The Ultimate Drop-By
A recent attention-grabber was a small cage built by Beckman with change inside. “This was in a box that had a question on the outside asking if the recipient was ‘Afraid of Change?’ ” he says. Inside was a card letting the recipient know that Proforma-BPM could help them find a new distributor – namely, Proforma-BPM.
On another occasion, Beckman dropped off a decorated gift box with a small clock inside and a card explaining that his company was giving prospects the “gift of time,” since the prospects, Proforma-BPM promised, would “save time by working with us,” he says.
Taking direct mail one step further, Beckman says it’s crucial sometimes to deliver mail himself rather than waiting for the post office to do it. “If you mail something, you have no idea when they’ll open it,” he says. “If you drop it off, they get a phone call from the front desk and they have to open it.”
This is a tactic Beckman relies on monthly, usually delivering original pieces to somewhere between five and 10 prospects. “These are people I’ve never met before,” he says, but they’re ones he’s targeting based upon a demographic he’s interested in working with or a type of company he’d like to do more business with.
After dropping off the cages of change to five prospects, Beckman landed two meetings, as well as a request to call back the following month. Two others never responded.

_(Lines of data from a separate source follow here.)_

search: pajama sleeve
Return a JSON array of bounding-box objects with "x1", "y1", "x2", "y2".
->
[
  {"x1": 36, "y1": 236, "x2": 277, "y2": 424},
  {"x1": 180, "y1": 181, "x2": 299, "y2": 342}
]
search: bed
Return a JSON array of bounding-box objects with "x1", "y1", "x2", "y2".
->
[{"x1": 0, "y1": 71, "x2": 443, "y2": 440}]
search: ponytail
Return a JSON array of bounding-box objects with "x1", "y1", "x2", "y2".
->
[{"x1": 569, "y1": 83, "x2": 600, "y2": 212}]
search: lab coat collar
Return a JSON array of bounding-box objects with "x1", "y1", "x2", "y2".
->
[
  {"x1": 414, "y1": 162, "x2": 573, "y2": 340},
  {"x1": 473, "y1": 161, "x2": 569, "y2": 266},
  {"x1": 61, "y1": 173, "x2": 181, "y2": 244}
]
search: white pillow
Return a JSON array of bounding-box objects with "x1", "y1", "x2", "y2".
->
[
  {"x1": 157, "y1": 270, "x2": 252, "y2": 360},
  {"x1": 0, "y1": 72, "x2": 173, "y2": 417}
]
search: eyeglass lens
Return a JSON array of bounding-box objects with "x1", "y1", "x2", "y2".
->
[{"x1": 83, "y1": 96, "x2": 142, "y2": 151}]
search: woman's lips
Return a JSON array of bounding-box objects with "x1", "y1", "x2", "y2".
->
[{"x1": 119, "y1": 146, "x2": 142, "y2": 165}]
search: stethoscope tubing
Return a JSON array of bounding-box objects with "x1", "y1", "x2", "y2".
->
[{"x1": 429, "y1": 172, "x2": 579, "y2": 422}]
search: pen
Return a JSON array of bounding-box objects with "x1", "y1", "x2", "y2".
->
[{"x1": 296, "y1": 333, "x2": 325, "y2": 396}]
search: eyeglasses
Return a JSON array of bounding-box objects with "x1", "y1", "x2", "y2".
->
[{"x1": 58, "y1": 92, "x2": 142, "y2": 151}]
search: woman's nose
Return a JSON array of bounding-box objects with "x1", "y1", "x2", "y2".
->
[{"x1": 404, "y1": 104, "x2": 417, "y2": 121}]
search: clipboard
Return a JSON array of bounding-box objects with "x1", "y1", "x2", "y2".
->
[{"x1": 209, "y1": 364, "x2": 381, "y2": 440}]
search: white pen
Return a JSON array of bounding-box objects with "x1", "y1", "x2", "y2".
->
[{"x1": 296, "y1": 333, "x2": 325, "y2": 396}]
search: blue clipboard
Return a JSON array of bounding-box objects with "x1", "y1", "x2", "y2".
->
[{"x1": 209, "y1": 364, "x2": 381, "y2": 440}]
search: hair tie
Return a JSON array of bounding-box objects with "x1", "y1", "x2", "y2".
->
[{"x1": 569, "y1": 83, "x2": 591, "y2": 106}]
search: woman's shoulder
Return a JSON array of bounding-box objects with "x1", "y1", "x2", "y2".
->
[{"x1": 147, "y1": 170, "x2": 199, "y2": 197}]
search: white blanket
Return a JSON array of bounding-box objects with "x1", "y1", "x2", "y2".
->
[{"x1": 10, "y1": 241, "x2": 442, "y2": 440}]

But a response rate of more than 50% isn’t bad, he says – much better than a massive direct-mail campaign that would be far costlier.
When doing a drop off a mailer, Carroll suggests that decorators think carefully about how the package will be received by the prospect – not just physically, but also psychologically. “How do you want them to feel when they open up the box?” he asks.
The beauty of such drop-offs, if done right, is that they “avoid the ‘breathing brochure’ syndrome,” Carroll says. If what a decorator presents through direct mail or in person is essentially the same information found in a company brochure, marketing materials or a catalog, the prospect or client is likely to think, “I can read the brochure and I don’t need you,” he says. “That’s a breathing brochure” – a problem that makes a decorator obsolete. “You’ve got to go beyond that and do something special.”